The Fourth Law of Ecology: There Is No Such Thing as a Free Lunch 


In my experience, this idea has proven so illuminating for environmental problems that I have borrowed it from its original source, economics. The "law" derives from a story that economists like to tell about an oil-rich potentate who decided that his new wealth needed the guidance of economic science. Accordingly he ordered his advisers, on pain of death, to produce a set of volumes containing all the wisdom of economics. When the tomes arrived, the potentate was impatient and again issued an order—to reduce all the knowledge of economics to a single volume. The story goes on in this vein, as such stories will, until the advisers are required, if they are to survive, to reduce the totality of economics science to a single sentence. This is the origin of the "free lunch" law. 


In ecology, as in economics, the law is intended to warn that every gain is won at some cost. In a way, this ecological law embodies the three previous laws. Because the global ecosystem is a connected whole, in which nothing can be gained or lost and which is not subject to over-all improvement, anything extracted from it by human effort must be replaced. Payment of this price cannot be avoided; it can only be delayed. The present environmental crisis is a warning that we have delayed nearly too long. 


The preceding pages provide a view of the web of life on the earth. An effort has been made to develop this view from available facts, through logical relations, into a set of comprehensive generalizations. In other words, the effort has been scientific. 
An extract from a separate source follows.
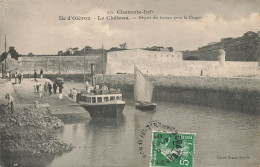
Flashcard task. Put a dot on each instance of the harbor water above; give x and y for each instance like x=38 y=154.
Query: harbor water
x=114 y=141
Nevertheless, it is difficult to ignore the embarrassing fact that the final generalizations which emerge from all this—the four laws of ecology—are ideas that have been widely held by many people without any scientific analysis or professional authorization. The complex web in which all life is enmeshed, and man's place in it, are clearly—and beautifully—described in poems of Walt Whitman. A great deal about the interplay of the physical features of the environment and the creatures that inhabit it can be learned from Moby Dick. Mark Twain is not only a marvelous source of wisdom about the nature of the environment of the United States from the Mississippi westward, but also a rather incisive critic of the irrelevance of science which loses connection to the realities of life. As the critic Leo Marx reminds us, "Anyone familiar with the work of the classic American writer (I am thinking of men like Cooper, Emerson, Thoreau, Melville, Whitman, and Mark Twain) is likely to have developed an interest in what we recently have learned to call ecology." 


Unfortunately, this literary heritage has not been enough to save us from ecological disaster. After all, every American technician, industrialist, agriculturist, or public official who has condoned or participated in the assault on the environment has read at least some of Cooper, Emerson, Thoreau, Melville, Whitman, and Mark Twain. Many of them are campers, birdwatchers, or avid fishermen, and therefore to some degree personally aware of the natural processes that the science of ecology hopes to elucidate. Nevertheless, most of them were taken unawares by the environmental crisis , failing to understand, apparently, that Thoreau's woods, Mark Twain's rivers, and Melville's oceans are today under attack. 


The rising miasma of pollution has helped us to achieve this understanding. For, in Leo Marx's words, "The current environmental crisis has in a sense put a literal, factual, often quantifiable base under this poetic idea [i.e., the need for human harmony with nature]." This is perhaps the major value of the effort to show that the simple generalizations which have already emerged from perceptive human contact with the natural world have a valid base in the facts and principles of a science, ecology. Thus linked to science, these ideas become tools for restoring the damage inflicted on nature by the environmental crisis.